Oct 17, 2006 — by LinuxDevices Staff — from the LinuxDevices Archive — 4 views

Neoware will begin sampling a Linux-based thin client notebook next month. Unlike traditional notebooks, The m100 has no local data storage, and hence does not place sensitive data at risk of being lost or stolen, according to the company.

About 91 million records containing sensitive personal information have been compromised through data security breaches in the U.S., according to Privacy Rights Clearinghouse figures cited by Neoware. The Ponemon Institute, meanwhile, estimates that security breaches cost companies $5M on average, while resulting in 20 percent of victims cutting ties with the company.

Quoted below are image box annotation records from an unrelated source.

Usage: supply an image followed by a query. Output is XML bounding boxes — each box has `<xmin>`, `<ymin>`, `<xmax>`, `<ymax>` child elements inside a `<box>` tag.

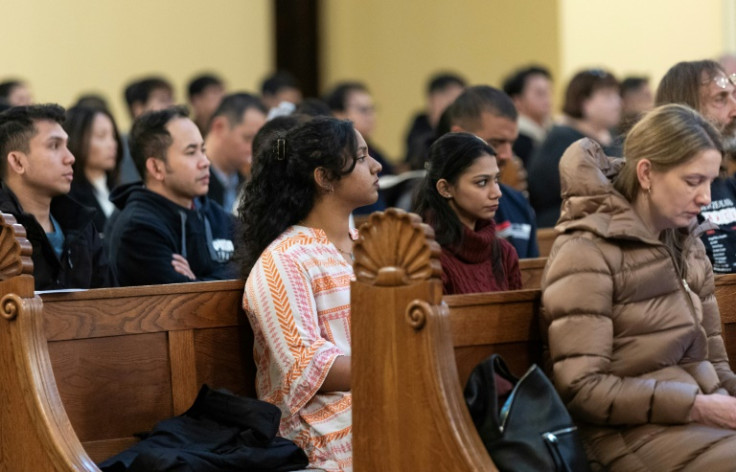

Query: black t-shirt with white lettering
<box><xmin>700</xmin><ymin>177</ymin><xmax>736</xmax><ymax>274</ymax></box>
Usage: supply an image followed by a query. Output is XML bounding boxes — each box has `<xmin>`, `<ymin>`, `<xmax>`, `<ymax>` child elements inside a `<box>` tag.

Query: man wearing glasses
<box><xmin>655</xmin><ymin>60</ymin><xmax>736</xmax><ymax>273</ymax></box>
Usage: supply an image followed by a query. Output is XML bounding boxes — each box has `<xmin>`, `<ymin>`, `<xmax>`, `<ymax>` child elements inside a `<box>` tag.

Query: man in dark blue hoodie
<box><xmin>106</xmin><ymin>107</ymin><xmax>237</xmax><ymax>285</ymax></box>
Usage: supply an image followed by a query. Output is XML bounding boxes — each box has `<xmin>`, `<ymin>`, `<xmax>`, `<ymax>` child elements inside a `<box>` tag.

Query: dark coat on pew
<box><xmin>105</xmin><ymin>183</ymin><xmax>237</xmax><ymax>286</ymax></box>
<box><xmin>0</xmin><ymin>183</ymin><xmax>116</xmax><ymax>290</ymax></box>
<box><xmin>542</xmin><ymin>139</ymin><xmax>736</xmax><ymax>472</ymax></box>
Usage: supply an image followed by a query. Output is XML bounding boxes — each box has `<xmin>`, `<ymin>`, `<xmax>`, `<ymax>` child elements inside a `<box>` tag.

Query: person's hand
<box><xmin>690</xmin><ymin>395</ymin><xmax>736</xmax><ymax>429</ymax></box>
<box><xmin>171</xmin><ymin>254</ymin><xmax>197</xmax><ymax>280</ymax></box>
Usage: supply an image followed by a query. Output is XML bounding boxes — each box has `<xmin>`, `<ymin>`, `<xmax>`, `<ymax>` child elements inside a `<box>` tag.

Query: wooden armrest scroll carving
<box><xmin>0</xmin><ymin>209</ymin><xmax>33</xmax><ymax>280</ymax></box>
<box><xmin>350</xmin><ymin>209</ymin><xmax>497</xmax><ymax>472</ymax></box>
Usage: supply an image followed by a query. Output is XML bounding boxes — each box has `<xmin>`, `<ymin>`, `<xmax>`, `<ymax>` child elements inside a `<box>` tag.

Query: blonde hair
<box><xmin>613</xmin><ymin>104</ymin><xmax>723</xmax><ymax>202</ymax></box>
<box><xmin>613</xmin><ymin>104</ymin><xmax>723</xmax><ymax>279</ymax></box>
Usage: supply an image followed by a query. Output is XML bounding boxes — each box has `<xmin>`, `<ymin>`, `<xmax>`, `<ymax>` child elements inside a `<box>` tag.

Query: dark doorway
<box><xmin>274</xmin><ymin>0</ymin><xmax>322</xmax><ymax>97</ymax></box>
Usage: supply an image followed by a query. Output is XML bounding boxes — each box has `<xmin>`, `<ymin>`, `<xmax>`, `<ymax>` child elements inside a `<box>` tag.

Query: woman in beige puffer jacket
<box><xmin>542</xmin><ymin>105</ymin><xmax>736</xmax><ymax>472</ymax></box>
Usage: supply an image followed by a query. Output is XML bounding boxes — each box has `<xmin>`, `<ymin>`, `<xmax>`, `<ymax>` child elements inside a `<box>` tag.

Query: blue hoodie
<box><xmin>105</xmin><ymin>182</ymin><xmax>237</xmax><ymax>285</ymax></box>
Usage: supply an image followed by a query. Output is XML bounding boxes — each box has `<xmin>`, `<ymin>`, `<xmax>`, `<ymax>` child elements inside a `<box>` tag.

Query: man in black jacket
<box><xmin>0</xmin><ymin>105</ymin><xmax>115</xmax><ymax>290</ymax></box>
<box><xmin>105</xmin><ymin>107</ymin><xmax>237</xmax><ymax>285</ymax></box>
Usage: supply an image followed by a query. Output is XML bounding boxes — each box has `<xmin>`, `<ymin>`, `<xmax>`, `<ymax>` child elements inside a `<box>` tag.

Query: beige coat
<box><xmin>542</xmin><ymin>139</ymin><xmax>736</xmax><ymax>472</ymax></box>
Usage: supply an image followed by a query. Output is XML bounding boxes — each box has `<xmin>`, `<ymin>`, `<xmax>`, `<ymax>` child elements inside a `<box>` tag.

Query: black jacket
<box><xmin>207</xmin><ymin>166</ymin><xmax>245</xmax><ymax>211</ymax></box>
<box><xmin>105</xmin><ymin>182</ymin><xmax>237</xmax><ymax>285</ymax></box>
<box><xmin>99</xmin><ymin>385</ymin><xmax>307</xmax><ymax>472</ymax></box>
<box><xmin>0</xmin><ymin>183</ymin><xmax>116</xmax><ymax>290</ymax></box>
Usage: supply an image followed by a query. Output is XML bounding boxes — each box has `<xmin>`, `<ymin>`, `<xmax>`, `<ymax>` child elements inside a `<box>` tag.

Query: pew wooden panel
<box><xmin>352</xmin><ymin>210</ymin><xmax>736</xmax><ymax>472</ymax></box>
<box><xmin>42</xmin><ymin>281</ymin><xmax>255</xmax><ymax>461</ymax></box>
<box><xmin>537</xmin><ymin>228</ymin><xmax>557</xmax><ymax>257</ymax></box>
<box><xmin>0</xmin><ymin>210</ymin><xmax>736</xmax><ymax>472</ymax></box>
<box><xmin>519</xmin><ymin>257</ymin><xmax>547</xmax><ymax>288</ymax></box>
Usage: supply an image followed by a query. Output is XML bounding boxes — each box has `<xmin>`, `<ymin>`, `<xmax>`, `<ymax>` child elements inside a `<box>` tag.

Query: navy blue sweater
<box><xmin>105</xmin><ymin>183</ymin><xmax>237</xmax><ymax>285</ymax></box>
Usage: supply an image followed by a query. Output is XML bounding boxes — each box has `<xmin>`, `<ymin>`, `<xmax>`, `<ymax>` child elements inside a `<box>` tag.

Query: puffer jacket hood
<box><xmin>542</xmin><ymin>139</ymin><xmax>736</xmax><ymax>472</ymax></box>
<box><xmin>555</xmin><ymin>138</ymin><xmax>714</xmax><ymax>245</ymax></box>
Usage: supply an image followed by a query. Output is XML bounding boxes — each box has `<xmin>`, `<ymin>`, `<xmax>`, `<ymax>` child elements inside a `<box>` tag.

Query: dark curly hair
<box><xmin>413</xmin><ymin>133</ymin><xmax>506</xmax><ymax>283</ymax></box>
<box><xmin>238</xmin><ymin>117</ymin><xmax>358</xmax><ymax>279</ymax></box>
<box><xmin>63</xmin><ymin>106</ymin><xmax>123</xmax><ymax>188</ymax></box>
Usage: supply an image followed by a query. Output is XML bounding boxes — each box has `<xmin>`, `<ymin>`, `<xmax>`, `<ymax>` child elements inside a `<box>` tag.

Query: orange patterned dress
<box><xmin>243</xmin><ymin>226</ymin><xmax>356</xmax><ymax>471</ymax></box>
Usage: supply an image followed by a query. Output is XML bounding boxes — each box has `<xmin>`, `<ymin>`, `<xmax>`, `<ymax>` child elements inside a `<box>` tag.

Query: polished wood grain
<box><xmin>0</xmin><ymin>206</ymin><xmax>736</xmax><ymax>472</ymax></box>
<box><xmin>537</xmin><ymin>228</ymin><xmax>557</xmax><ymax>257</ymax></box>
<box><xmin>519</xmin><ymin>257</ymin><xmax>547</xmax><ymax>289</ymax></box>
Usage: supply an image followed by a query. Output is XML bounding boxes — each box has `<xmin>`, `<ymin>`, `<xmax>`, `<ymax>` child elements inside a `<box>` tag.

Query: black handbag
<box><xmin>465</xmin><ymin>354</ymin><xmax>590</xmax><ymax>472</ymax></box>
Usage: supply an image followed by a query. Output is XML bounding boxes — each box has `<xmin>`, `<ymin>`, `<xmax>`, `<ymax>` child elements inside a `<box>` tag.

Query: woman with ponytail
<box><xmin>239</xmin><ymin>117</ymin><xmax>381</xmax><ymax>471</ymax></box>
<box><xmin>414</xmin><ymin>133</ymin><xmax>521</xmax><ymax>295</ymax></box>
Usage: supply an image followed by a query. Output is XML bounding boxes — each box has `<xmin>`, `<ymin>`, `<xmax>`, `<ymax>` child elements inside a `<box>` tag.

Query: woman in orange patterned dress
<box><xmin>239</xmin><ymin>118</ymin><xmax>381</xmax><ymax>471</ymax></box>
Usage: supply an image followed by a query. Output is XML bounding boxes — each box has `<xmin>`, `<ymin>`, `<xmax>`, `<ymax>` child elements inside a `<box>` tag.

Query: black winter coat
<box><xmin>105</xmin><ymin>183</ymin><xmax>238</xmax><ymax>286</ymax></box>
<box><xmin>0</xmin><ymin>183</ymin><xmax>116</xmax><ymax>290</ymax></box>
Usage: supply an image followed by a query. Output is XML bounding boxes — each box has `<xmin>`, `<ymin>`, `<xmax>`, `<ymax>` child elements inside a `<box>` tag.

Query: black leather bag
<box><xmin>465</xmin><ymin>354</ymin><xmax>590</xmax><ymax>472</ymax></box>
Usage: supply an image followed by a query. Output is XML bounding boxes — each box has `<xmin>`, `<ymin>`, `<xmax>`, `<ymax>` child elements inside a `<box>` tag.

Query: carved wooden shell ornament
<box><xmin>353</xmin><ymin>208</ymin><xmax>442</xmax><ymax>286</ymax></box>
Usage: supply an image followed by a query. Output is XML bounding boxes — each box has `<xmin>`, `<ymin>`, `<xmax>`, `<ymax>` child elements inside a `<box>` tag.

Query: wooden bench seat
<box><xmin>0</xmin><ymin>211</ymin><xmax>736</xmax><ymax>472</ymax></box>
<box><xmin>351</xmin><ymin>210</ymin><xmax>736</xmax><ymax>472</ymax></box>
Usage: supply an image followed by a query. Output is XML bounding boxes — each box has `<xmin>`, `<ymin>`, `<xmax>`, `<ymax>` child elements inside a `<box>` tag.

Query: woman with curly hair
<box><xmin>239</xmin><ymin>117</ymin><xmax>381</xmax><ymax>471</ymax></box>
<box><xmin>63</xmin><ymin>107</ymin><xmax>123</xmax><ymax>232</ymax></box>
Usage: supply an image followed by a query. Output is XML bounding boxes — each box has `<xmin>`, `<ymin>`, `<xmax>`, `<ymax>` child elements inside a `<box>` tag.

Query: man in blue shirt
<box><xmin>0</xmin><ymin>105</ymin><xmax>115</xmax><ymax>290</ymax></box>
<box><xmin>445</xmin><ymin>85</ymin><xmax>539</xmax><ymax>259</ymax></box>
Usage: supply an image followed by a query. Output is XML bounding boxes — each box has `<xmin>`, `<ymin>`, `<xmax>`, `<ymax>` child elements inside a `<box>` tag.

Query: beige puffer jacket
<box><xmin>542</xmin><ymin>139</ymin><xmax>736</xmax><ymax>472</ymax></box>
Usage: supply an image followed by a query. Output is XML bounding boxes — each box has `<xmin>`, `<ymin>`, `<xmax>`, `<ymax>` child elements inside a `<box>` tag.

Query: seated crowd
<box><xmin>0</xmin><ymin>54</ymin><xmax>736</xmax><ymax>471</ymax></box>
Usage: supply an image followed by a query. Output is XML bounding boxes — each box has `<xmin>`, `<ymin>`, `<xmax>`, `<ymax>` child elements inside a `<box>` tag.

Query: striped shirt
<box><xmin>243</xmin><ymin>226</ymin><xmax>356</xmax><ymax>471</ymax></box>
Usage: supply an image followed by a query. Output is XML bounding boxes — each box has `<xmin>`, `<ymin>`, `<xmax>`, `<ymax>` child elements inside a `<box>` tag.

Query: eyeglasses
<box><xmin>585</xmin><ymin>69</ymin><xmax>608</xmax><ymax>79</ymax></box>
<box><xmin>712</xmin><ymin>74</ymin><xmax>736</xmax><ymax>89</ymax></box>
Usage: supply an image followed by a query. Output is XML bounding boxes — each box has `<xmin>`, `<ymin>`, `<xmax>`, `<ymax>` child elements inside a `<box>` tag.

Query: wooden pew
<box><xmin>519</xmin><ymin>257</ymin><xmax>547</xmax><ymax>288</ymax></box>
<box><xmin>351</xmin><ymin>210</ymin><xmax>736</xmax><ymax>472</ymax></box>
<box><xmin>537</xmin><ymin>228</ymin><xmax>557</xmax><ymax>257</ymax></box>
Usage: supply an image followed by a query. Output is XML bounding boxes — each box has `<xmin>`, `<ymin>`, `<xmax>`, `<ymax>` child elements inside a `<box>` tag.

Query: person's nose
<box><xmin>489</xmin><ymin>182</ymin><xmax>503</xmax><ymax>200</ymax></box>
<box><xmin>696</xmin><ymin>185</ymin><xmax>710</xmax><ymax>207</ymax></box>
<box><xmin>371</xmin><ymin>156</ymin><xmax>383</xmax><ymax>174</ymax></box>
<box><xmin>64</xmin><ymin>148</ymin><xmax>76</xmax><ymax>165</ymax></box>
<box><xmin>495</xmin><ymin>143</ymin><xmax>514</xmax><ymax>160</ymax></box>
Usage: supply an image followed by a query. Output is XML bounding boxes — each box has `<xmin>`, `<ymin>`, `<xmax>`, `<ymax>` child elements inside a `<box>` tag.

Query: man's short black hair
<box><xmin>503</xmin><ymin>65</ymin><xmax>552</xmax><ymax>98</ymax></box>
<box><xmin>125</xmin><ymin>76</ymin><xmax>174</xmax><ymax>115</ymax></box>
<box><xmin>261</xmin><ymin>71</ymin><xmax>299</xmax><ymax>95</ymax></box>
<box><xmin>446</xmin><ymin>85</ymin><xmax>519</xmax><ymax>130</ymax></box>
<box><xmin>619</xmin><ymin>76</ymin><xmax>649</xmax><ymax>97</ymax></box>
<box><xmin>129</xmin><ymin>106</ymin><xmax>189</xmax><ymax>181</ymax></box>
<box><xmin>324</xmin><ymin>82</ymin><xmax>370</xmax><ymax>113</ymax></box>
<box><xmin>0</xmin><ymin>104</ymin><xmax>66</xmax><ymax>178</ymax></box>
<box><xmin>0</xmin><ymin>80</ymin><xmax>25</xmax><ymax>102</ymax></box>
<box><xmin>209</xmin><ymin>92</ymin><xmax>268</xmax><ymax>128</ymax></box>
<box><xmin>427</xmin><ymin>72</ymin><xmax>466</xmax><ymax>95</ymax></box>
<box><xmin>187</xmin><ymin>74</ymin><xmax>224</xmax><ymax>101</ymax></box>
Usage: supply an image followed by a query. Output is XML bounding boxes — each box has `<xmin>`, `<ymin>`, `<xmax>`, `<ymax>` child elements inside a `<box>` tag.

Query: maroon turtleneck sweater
<box><xmin>440</xmin><ymin>220</ymin><xmax>521</xmax><ymax>295</ymax></box>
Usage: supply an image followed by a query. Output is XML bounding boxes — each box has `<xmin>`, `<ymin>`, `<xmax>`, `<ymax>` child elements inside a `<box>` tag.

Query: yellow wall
<box><xmin>322</xmin><ymin>0</ymin><xmax>559</xmax><ymax>159</ymax></box>
<box><xmin>559</xmin><ymin>0</ymin><xmax>724</xmax><ymax>97</ymax></box>
<box><xmin>0</xmin><ymin>0</ymin><xmax>273</xmax><ymax>130</ymax></box>
<box><xmin>323</xmin><ymin>0</ymin><xmax>736</xmax><ymax>158</ymax></box>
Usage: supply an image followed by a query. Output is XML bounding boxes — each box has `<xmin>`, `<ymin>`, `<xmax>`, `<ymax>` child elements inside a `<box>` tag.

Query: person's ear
<box><xmin>210</xmin><ymin>115</ymin><xmax>230</xmax><ymax>134</ymax></box>
<box><xmin>146</xmin><ymin>157</ymin><xmax>166</xmax><ymax>182</ymax></box>
<box><xmin>8</xmin><ymin>151</ymin><xmax>27</xmax><ymax>174</ymax></box>
<box><xmin>636</xmin><ymin>159</ymin><xmax>652</xmax><ymax>192</ymax></box>
<box><xmin>314</xmin><ymin>167</ymin><xmax>333</xmax><ymax>193</ymax></box>
<box><xmin>435</xmin><ymin>179</ymin><xmax>453</xmax><ymax>200</ymax></box>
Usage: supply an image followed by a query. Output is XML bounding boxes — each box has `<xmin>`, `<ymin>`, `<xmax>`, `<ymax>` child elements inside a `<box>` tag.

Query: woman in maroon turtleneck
<box><xmin>414</xmin><ymin>133</ymin><xmax>521</xmax><ymax>295</ymax></box>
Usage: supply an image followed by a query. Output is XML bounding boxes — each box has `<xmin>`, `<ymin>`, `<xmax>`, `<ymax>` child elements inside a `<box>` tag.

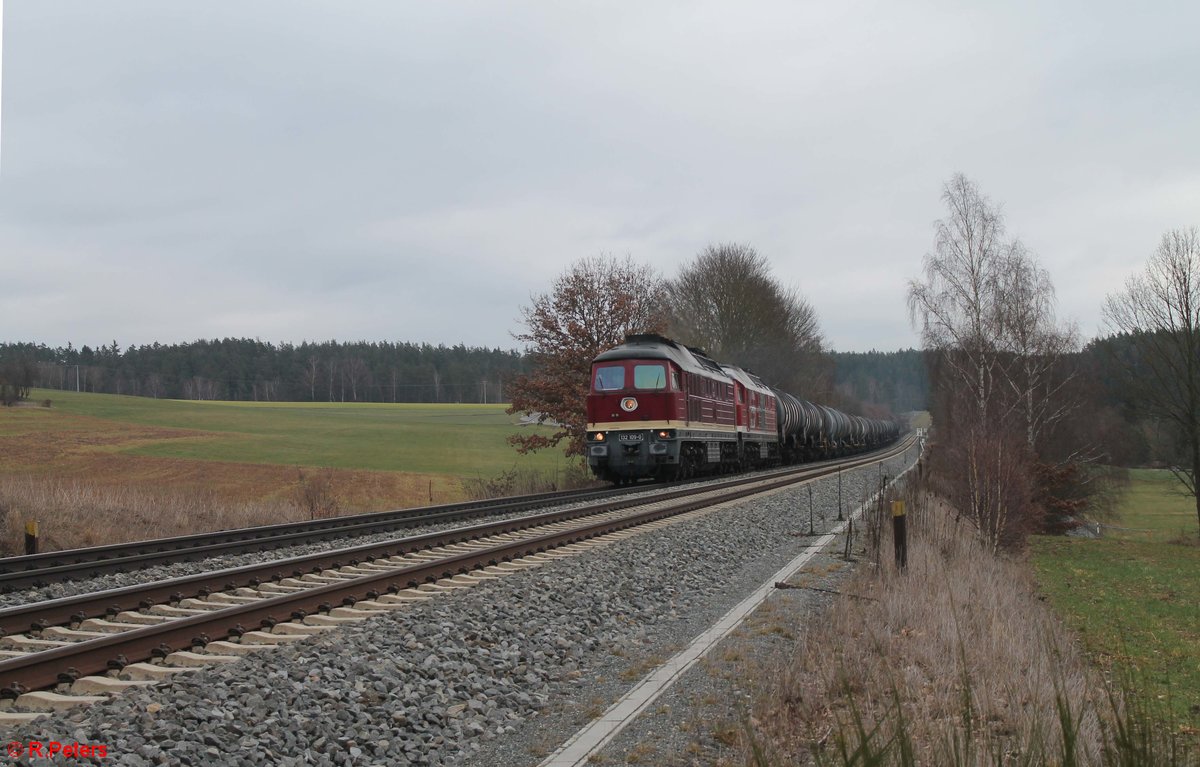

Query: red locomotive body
<box><xmin>587</xmin><ymin>335</ymin><xmax>740</xmax><ymax>481</ymax></box>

Neoware says that its m100 allows all files and applications to remain on remote servers, “where they are better protected from data theft.” The device will support standard thin client remote access technologies, including Linux XDM, Citrix ICA, Microsoft RDP, SSH, and terminal emulation. It will also have a local Firefox browser. Support for Tarantella and NoMachine's NX caching proxies will be added via “future snap-ins,” a company spokesperson said.

The m100 will connect via wired or wireless interfaces, and will support a variety of network security schemes, including ICA and RDP's built-in 128bit encryption, Firefox's SSL, and WiFi schemes that include WEP, WPA-PSK, WPA-EAP, WPA2-PSK, WPA2-EAP, and EAP via LEAP and PEAP, the spokesperson said.

Neoware says it expects to be the first top-tier thin client company to ship a thin-client notebook design. The company currently ranks third in the thin client market, behind HP and relative giant Wyse.

Neoware is known for versatile terminal emulation software, having purchased technology from IBM some years back enabling its clients to support legacy mainframes, mid-range systems, and various and sundry “green screens.”


The m100 will initially sample in October, with Windows XP Embedded. The Linux version will begin sampling in November. The device is expected to reach general availability in Q1 of 2007, priced at $800.

Two years ago, Neoware was named the Eighth-fastest growing U.S. company by Fortune magazine. The company recently published a whitepaper on Why thin clients enhance data security.